A. What wavelength of light is used in the experiment?
B. At what angle would the fourth-order (m = 4) bright fringe appear?
C. At what angle would the fourth-order (m=4) dark fringe appear?
y(max1) =mλL/d
λ=y(max1)•d/m•L
tanα=y(max1)/L
λ=tanα•d/m=tan2.5°•20•10⁻⁶/1=0.873•10⁻⁶ m
tanα=L •m/d=….
Beeef
To answer these questions, we can use the equation for the fringe spacing in Young's double-slit experiment:
λ = (m * d) / (s * L)
Where:
λ is the wavelength of light
m is the order of the fringe
d is the separation between the slits
s is the fringe spacing
L is the distance between the double-slit and the screen
Let's solve these questions step by step:
A. What wavelength of light is used in the experiment?
Given:
d = 20 µm (separation between the slits)
m = 1 (first-order fringe)
θ = 2.5° (angle from the zeroth order fringe)
We can first calculate the fringe spacing using the equation:
s = d * tan(θ)
s = 20 µm * tan(2.5°)
Now, we can rearrange the equation and solve for λ:
λ = (m * d) / (s * L)
Since the first-order fringe appears at an angle of 2.5°, m = 1. The distance L is not provided, so the exact wavelength of light cannot be calculated without it.
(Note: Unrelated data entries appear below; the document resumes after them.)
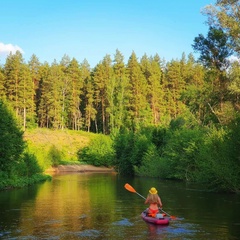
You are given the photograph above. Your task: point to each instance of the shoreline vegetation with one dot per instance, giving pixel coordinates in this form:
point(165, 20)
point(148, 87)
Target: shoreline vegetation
point(177, 120)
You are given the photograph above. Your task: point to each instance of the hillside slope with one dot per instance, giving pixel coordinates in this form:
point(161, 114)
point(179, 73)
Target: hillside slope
point(52, 147)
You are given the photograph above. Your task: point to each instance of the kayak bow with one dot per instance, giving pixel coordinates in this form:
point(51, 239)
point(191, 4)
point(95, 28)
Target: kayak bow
point(159, 221)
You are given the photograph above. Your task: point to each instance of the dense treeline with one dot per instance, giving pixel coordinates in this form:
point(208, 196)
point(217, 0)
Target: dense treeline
point(18, 167)
point(113, 94)
point(176, 119)
point(102, 99)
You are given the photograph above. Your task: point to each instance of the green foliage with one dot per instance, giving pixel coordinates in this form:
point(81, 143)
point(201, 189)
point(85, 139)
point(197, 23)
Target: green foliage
point(123, 145)
point(8, 183)
point(55, 155)
point(17, 166)
point(99, 152)
point(218, 159)
point(11, 139)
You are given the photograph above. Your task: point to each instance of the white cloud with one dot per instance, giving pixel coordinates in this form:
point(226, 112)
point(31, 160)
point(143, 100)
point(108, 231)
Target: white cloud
point(5, 49)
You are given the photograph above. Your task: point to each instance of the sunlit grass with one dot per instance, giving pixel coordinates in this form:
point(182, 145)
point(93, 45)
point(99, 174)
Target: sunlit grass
point(65, 143)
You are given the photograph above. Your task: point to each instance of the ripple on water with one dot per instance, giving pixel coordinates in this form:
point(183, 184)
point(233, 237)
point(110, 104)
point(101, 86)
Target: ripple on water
point(123, 222)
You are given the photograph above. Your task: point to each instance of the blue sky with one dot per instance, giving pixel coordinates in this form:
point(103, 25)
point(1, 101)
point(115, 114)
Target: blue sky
point(90, 29)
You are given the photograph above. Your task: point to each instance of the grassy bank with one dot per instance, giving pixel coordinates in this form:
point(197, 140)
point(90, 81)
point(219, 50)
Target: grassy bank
point(53, 147)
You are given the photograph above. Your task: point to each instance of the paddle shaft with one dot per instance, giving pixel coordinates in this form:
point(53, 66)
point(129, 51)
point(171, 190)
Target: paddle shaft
point(131, 189)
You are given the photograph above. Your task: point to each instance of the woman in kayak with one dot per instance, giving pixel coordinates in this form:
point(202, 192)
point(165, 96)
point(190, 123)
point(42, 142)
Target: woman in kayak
point(154, 202)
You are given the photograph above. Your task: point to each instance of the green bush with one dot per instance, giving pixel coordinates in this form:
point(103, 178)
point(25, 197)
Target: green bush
point(99, 152)
point(54, 155)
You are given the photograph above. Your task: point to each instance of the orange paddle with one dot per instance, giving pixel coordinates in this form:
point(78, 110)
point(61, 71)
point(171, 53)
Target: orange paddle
point(131, 189)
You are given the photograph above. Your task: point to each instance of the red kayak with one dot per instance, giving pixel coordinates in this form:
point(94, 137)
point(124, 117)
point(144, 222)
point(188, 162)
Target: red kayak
point(160, 219)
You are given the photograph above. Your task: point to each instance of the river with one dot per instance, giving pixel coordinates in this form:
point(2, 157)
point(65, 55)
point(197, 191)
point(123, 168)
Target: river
point(97, 206)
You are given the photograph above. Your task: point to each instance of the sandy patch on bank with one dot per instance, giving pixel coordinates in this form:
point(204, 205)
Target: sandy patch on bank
point(79, 168)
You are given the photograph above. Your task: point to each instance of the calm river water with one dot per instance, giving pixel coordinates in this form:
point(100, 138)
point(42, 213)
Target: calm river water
point(97, 206)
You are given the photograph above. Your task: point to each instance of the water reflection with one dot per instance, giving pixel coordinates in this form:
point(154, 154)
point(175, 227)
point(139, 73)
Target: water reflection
point(96, 206)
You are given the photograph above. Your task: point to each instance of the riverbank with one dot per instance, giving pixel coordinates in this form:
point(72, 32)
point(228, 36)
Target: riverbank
point(78, 168)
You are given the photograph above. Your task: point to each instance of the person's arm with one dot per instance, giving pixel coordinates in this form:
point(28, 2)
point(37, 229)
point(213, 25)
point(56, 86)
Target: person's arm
point(160, 202)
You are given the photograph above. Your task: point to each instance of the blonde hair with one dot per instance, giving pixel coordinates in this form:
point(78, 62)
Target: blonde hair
point(152, 198)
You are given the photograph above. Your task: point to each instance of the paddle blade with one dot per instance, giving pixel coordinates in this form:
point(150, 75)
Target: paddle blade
point(130, 188)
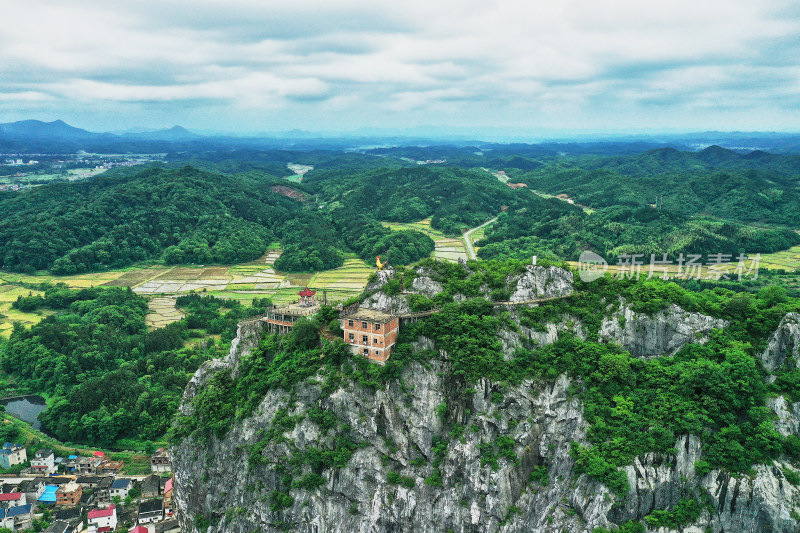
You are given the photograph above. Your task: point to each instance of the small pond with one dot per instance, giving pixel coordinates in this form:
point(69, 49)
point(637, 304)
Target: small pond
point(25, 408)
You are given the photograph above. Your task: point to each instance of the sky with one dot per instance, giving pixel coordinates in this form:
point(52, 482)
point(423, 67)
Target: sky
point(527, 67)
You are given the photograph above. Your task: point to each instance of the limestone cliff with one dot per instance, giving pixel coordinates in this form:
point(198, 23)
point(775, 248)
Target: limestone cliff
point(665, 332)
point(408, 474)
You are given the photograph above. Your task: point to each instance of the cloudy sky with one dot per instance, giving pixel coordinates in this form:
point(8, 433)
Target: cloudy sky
point(253, 66)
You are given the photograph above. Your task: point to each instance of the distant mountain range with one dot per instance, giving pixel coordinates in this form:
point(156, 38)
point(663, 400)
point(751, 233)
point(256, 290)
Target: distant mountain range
point(60, 130)
point(58, 136)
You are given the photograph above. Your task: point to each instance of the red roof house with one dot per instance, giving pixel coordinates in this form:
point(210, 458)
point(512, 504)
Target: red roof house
point(100, 513)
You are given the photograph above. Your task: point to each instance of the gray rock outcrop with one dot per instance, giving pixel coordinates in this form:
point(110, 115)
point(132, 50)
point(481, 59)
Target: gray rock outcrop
point(783, 343)
point(665, 332)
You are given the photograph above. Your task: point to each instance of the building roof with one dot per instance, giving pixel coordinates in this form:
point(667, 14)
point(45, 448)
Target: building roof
point(121, 483)
point(167, 525)
point(369, 314)
point(151, 482)
point(102, 513)
point(49, 494)
point(151, 506)
point(58, 526)
point(67, 514)
point(69, 487)
point(19, 510)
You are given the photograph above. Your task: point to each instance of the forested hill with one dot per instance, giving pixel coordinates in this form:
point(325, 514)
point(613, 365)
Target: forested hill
point(753, 187)
point(113, 221)
point(183, 215)
point(454, 198)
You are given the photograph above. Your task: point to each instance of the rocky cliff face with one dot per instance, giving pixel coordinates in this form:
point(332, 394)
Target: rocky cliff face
point(471, 485)
point(542, 282)
point(783, 344)
point(665, 332)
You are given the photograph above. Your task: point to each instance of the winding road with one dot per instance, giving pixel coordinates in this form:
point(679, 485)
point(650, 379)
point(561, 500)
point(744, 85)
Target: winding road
point(470, 249)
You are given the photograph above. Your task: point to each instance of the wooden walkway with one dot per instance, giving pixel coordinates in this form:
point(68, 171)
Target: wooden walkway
point(496, 304)
point(421, 314)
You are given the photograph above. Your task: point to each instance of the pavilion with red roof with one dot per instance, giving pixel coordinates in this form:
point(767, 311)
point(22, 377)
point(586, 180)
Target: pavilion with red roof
point(307, 297)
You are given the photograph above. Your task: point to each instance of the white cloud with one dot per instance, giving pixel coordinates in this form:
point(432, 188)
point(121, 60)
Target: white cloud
point(344, 62)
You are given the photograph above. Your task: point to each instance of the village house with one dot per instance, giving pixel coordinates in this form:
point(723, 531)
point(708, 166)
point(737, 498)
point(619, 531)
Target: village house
point(151, 511)
point(32, 488)
point(371, 333)
point(81, 465)
point(60, 526)
point(18, 517)
point(110, 467)
point(102, 520)
point(151, 486)
point(12, 499)
point(159, 462)
point(12, 455)
point(44, 461)
point(281, 319)
point(168, 526)
point(168, 498)
point(69, 494)
point(102, 490)
point(120, 488)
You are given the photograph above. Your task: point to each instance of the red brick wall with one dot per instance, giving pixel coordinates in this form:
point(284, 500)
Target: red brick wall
point(381, 338)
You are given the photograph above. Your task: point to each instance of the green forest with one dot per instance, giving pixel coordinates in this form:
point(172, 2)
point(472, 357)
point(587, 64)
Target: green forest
point(655, 202)
point(106, 376)
point(715, 391)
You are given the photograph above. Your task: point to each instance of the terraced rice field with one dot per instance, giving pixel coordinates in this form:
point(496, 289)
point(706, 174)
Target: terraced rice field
point(9, 294)
point(700, 272)
point(162, 311)
point(786, 259)
point(350, 278)
point(451, 249)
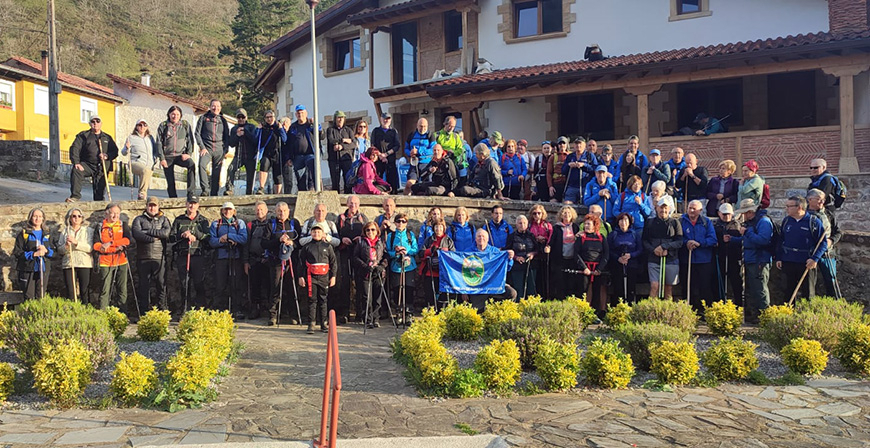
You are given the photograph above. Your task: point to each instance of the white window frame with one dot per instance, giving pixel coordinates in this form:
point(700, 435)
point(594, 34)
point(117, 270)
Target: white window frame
point(11, 91)
point(88, 105)
point(40, 109)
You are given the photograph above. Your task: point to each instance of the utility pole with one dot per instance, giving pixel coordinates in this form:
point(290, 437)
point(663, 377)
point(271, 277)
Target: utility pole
point(53, 92)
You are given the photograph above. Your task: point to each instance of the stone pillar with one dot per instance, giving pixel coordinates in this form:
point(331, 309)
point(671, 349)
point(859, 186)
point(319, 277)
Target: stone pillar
point(642, 93)
point(848, 162)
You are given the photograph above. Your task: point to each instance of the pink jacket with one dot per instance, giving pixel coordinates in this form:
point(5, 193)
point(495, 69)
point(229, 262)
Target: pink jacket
point(369, 179)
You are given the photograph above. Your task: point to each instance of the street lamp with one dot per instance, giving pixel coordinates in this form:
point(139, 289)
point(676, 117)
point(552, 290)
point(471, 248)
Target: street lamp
point(317, 177)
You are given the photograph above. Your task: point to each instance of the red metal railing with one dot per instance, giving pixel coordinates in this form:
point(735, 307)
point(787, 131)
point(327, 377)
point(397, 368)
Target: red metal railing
point(333, 367)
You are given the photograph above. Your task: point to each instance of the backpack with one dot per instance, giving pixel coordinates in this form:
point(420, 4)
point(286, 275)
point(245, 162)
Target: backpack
point(352, 176)
point(765, 197)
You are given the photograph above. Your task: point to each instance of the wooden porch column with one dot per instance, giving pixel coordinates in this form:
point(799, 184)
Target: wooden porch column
point(642, 93)
point(848, 161)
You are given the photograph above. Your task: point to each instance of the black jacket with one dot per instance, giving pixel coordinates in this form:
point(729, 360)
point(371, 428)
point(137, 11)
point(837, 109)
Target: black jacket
point(151, 234)
point(87, 146)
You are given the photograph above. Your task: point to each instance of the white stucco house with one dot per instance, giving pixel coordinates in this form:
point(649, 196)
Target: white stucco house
point(789, 76)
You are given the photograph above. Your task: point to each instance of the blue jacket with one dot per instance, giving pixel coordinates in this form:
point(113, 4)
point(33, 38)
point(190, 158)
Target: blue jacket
point(462, 236)
point(424, 143)
point(405, 239)
point(703, 232)
point(625, 243)
point(591, 196)
point(236, 231)
point(626, 204)
point(756, 239)
point(574, 175)
point(515, 163)
point(799, 239)
point(498, 233)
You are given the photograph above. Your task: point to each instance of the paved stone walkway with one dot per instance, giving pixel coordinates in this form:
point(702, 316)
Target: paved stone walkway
point(274, 393)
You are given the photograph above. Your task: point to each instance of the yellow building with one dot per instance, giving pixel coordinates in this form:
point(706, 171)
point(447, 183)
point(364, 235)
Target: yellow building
point(24, 104)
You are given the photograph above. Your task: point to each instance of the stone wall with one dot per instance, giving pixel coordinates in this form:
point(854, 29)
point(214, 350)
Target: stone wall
point(23, 159)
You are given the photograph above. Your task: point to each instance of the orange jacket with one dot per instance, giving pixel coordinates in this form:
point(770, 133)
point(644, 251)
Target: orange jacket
point(116, 233)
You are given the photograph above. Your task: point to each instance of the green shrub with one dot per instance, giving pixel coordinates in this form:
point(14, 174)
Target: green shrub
point(730, 359)
point(724, 318)
point(497, 313)
point(154, 325)
point(605, 365)
point(853, 349)
point(676, 314)
point(117, 320)
point(133, 379)
point(557, 364)
point(617, 315)
point(499, 363)
point(49, 320)
point(804, 356)
point(584, 310)
point(7, 381)
point(462, 321)
point(467, 384)
point(673, 363)
point(637, 337)
point(63, 371)
point(772, 311)
point(819, 318)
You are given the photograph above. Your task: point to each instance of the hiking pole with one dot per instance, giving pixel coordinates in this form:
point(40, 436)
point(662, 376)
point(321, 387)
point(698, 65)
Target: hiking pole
point(806, 271)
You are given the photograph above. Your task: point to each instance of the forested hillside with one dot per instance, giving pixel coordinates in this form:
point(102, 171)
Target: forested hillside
point(177, 41)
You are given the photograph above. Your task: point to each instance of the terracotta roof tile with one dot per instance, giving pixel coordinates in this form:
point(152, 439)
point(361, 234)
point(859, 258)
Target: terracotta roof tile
point(66, 78)
point(655, 57)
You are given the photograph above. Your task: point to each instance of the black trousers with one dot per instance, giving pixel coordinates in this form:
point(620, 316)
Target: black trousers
point(95, 172)
point(195, 283)
point(151, 272)
point(169, 173)
point(83, 278)
point(228, 278)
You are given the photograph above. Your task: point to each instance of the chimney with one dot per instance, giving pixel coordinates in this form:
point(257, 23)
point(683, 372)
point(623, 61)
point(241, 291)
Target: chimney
point(848, 16)
point(45, 63)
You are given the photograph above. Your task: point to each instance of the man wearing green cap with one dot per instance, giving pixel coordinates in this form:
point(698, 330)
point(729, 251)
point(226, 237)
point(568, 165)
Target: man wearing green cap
point(340, 144)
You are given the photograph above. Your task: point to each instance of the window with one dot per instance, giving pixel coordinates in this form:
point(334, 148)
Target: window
point(404, 53)
point(346, 54)
point(718, 99)
point(536, 17)
point(7, 94)
point(89, 109)
point(452, 31)
point(591, 116)
point(40, 100)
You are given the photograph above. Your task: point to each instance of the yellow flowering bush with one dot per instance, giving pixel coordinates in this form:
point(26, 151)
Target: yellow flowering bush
point(724, 318)
point(134, 378)
point(63, 372)
point(499, 363)
point(7, 381)
point(673, 362)
point(805, 356)
point(117, 320)
point(154, 325)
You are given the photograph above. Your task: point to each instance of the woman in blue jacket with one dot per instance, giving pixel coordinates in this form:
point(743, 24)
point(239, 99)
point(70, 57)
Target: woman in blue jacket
point(626, 251)
point(461, 231)
point(633, 202)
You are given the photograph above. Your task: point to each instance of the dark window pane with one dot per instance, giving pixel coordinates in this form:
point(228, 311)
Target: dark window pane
point(687, 6)
point(341, 52)
point(527, 19)
point(551, 16)
point(453, 30)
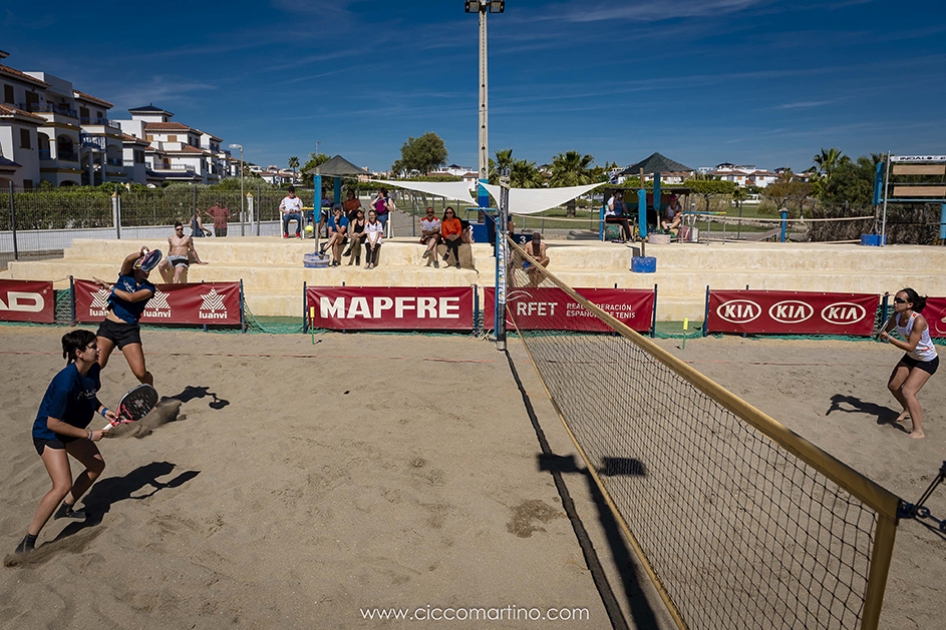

However, if you know the value of L, you can substitute it into the equation along with the calculated values of d and s to find the wavelength of light used in the experiment.
B. At what angle would the fourth-order (m = 4) bright fringe appear?
Using the same equation, we can calculate the angle for the fourth-order fringe.
Given:
m = 4 (order of the fringe)
d = 20 µm (separation between the slits)
Knowing the value of m, we can find the fringe spacing by:
s = (m * λ * L) / d
Assuming we know the wavelength of light and the L value, we can substitute them into the equation to find the fringe spacing and then calculate the angle θ using the formula:
θ = atan(s / L)
C. At what angle would the fourth-order (m = 4) dark fringe appear?
The position of dark fringes can be determined using the formula:
sin(θ) = (m + 0.5) * λ / d
Given:
m = 4 (order of the fringe)
d = 20 µm (separation between the slits)
Similar to the previous question, if we know the wavelength of light used, we can rearrange the formula to solve for the angle θ:
θ = arcsin((m + 0.5) * λ / d)
Again, we need the exact value of λ and the L distance to calculate the angle accurately.